Here’s where things get fun. Both McCann and Beltrán played for the Yankees from 2014 to 2016 before joining the Astros in ’17. It was Beltrán who, according to multiple sources, told the Astros that their sign-stealing methods were “behind the times.”

What hasn’t been fully explained is Beltran’s frame of reference for that claim. The Yankees, along with the Red Sox, are one of the primary teams mentioned frequently in conjunction with the Astros as pertains to sign stealing. The Athletic reported on New York’s own video-room decoding of signs back in 2015. That misstep has received less attention in part because the Yankees didn’t win the AL East let alone the World Series, and in part because, at the time, MLB hadn’t yet cracked down on its rules against electronic sign stealing.

Look no farther than Alex Cora—another former Astro who lost a managerial job for bringing Houston’s dark arts to the Red Sox—for a clue about what Beltran might have provided New York last year in his role as an adviser. After Boston gave up 29 runs in a pair of losses to the Yankees in London, Cora introduced Beltran’s name to the discussion.

What he said:

“I was joking with someone that [the Yankees’] biggest free-agent acquisition was Carlos Beltrán. I know how it works, you know? He’s helping a lot. They’re paying attention to details and we have to clean our details. It was eye-opening the last few days, from top to bottom. And I’m not saying devices and all that stuff, it’s just stuff that the game will dictate and will scream at people and is right there. Throughout the evening, I was looking and I saw it, you know? And right now, they’re a lot better than us, so we need to get better.”

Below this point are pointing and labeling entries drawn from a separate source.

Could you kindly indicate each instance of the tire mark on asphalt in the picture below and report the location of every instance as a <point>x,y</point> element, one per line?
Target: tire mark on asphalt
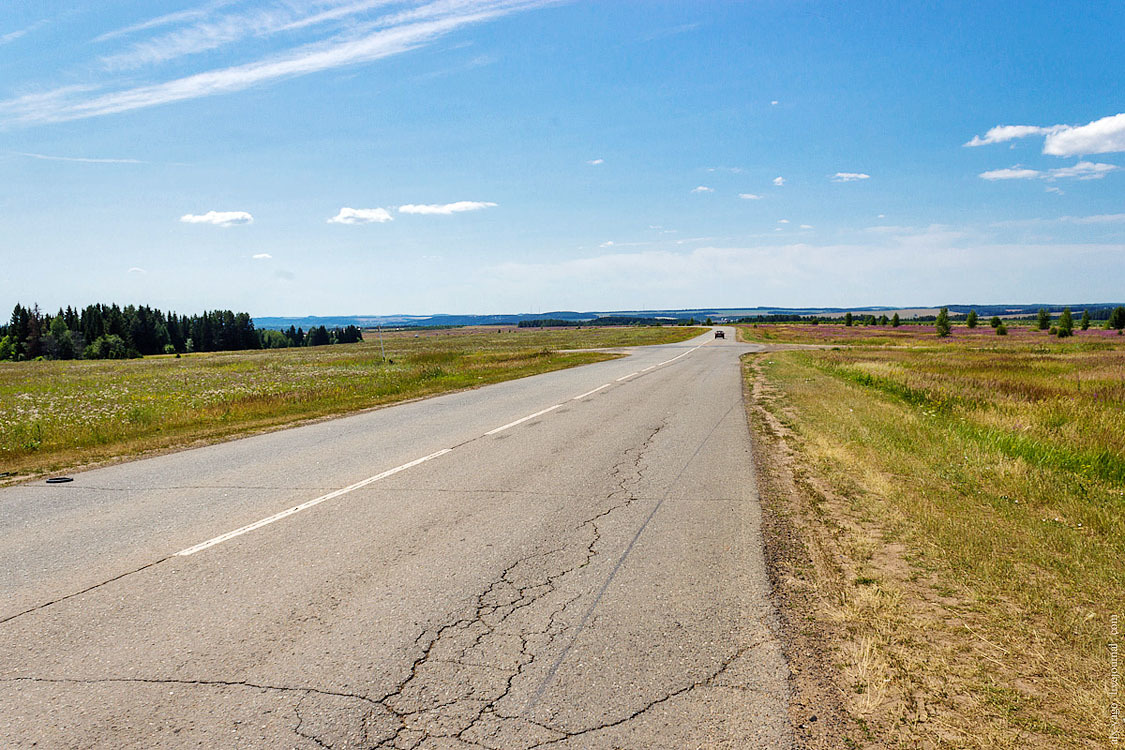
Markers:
<point>609,579</point>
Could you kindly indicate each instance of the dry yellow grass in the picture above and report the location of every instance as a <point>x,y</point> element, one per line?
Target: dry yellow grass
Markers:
<point>971,503</point>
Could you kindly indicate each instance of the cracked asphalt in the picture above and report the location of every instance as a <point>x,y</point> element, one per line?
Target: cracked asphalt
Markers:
<point>588,578</point>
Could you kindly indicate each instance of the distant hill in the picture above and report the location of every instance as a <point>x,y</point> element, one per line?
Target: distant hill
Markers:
<point>429,321</point>
<point>719,314</point>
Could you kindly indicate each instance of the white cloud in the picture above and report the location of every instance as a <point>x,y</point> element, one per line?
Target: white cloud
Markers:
<point>218,218</point>
<point>1082,171</point>
<point>1103,136</point>
<point>83,160</point>
<point>444,209</point>
<point>361,216</point>
<point>390,36</point>
<point>1004,133</point>
<point>1010,173</point>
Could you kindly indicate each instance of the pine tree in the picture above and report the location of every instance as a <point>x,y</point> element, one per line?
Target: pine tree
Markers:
<point>1065,324</point>
<point>942,325</point>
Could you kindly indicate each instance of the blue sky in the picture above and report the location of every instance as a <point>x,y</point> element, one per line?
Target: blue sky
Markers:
<point>378,156</point>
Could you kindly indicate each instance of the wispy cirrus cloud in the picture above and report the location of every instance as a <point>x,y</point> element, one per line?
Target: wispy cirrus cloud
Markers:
<point>446,209</point>
<point>361,216</point>
<point>1101,136</point>
<point>82,160</point>
<point>361,43</point>
<point>218,218</point>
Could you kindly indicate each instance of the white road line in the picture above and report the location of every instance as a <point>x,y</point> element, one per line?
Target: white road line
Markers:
<point>591,392</point>
<point>305,506</point>
<point>530,416</point>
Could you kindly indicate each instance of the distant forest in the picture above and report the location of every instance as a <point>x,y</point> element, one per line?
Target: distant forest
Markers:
<point>101,332</point>
<point>603,321</point>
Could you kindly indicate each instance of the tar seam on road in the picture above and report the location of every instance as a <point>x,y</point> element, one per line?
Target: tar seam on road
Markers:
<point>617,567</point>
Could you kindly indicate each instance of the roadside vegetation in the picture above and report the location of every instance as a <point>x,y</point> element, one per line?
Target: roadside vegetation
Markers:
<point>953,513</point>
<point>109,332</point>
<point>63,414</point>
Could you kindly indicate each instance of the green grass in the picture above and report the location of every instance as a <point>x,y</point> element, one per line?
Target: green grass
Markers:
<point>996,478</point>
<point>57,415</point>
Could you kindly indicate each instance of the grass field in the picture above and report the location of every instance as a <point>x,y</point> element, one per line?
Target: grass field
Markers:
<point>59,415</point>
<point>963,506</point>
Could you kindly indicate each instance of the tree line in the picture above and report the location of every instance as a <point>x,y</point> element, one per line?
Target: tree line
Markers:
<point>114,332</point>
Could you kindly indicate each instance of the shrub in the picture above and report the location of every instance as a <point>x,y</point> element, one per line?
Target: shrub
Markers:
<point>1043,318</point>
<point>107,348</point>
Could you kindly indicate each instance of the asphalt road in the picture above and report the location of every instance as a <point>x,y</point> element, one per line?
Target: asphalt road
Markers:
<point>590,577</point>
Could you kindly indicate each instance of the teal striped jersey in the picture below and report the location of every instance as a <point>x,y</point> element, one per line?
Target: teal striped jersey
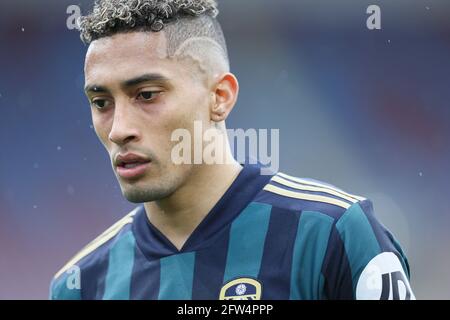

One doesn’t disqualify Beltran’s use of devices from a monologue that’s otherwise devoid of insinuation about Beltran’s use of devices without some sort of reputation already being in place.

Beltran has that reputation, for good and for bad. He has long been known for having a superb ability to decode signs naturally, simply by looking at them, which is a boon to any team he’s on.

Now he has another sort of reputation. It’s already cost him his job as the Mets manager, and we’re likely to learn more as details emerge. MLB has taken a number of hits over punishment for the Astros that’s been consistently lambasted as ineffectual, which makes one wonder whether they might pull fewer punches if it becomes clear that Beltran had a steady hand in helping two clubs flaunt the rules. Other Yankees being dragged down with him is a possibility, not to mention whatever comes of the ongoing investigation into the Red Sox. (For what it’s worth, Yankees GM Brian Cashman said that he doesn’t think Beltran did anything wrong while working for his team.)

In the meantime, players are getting to spring training and speaking out. And suing the team. Soon we’ll see whether opponents are willing to drill Astros players in response to this whole mess. And maybe we’ll find out just how culpable Beltran was, not only in Houston but in New York … and beyond.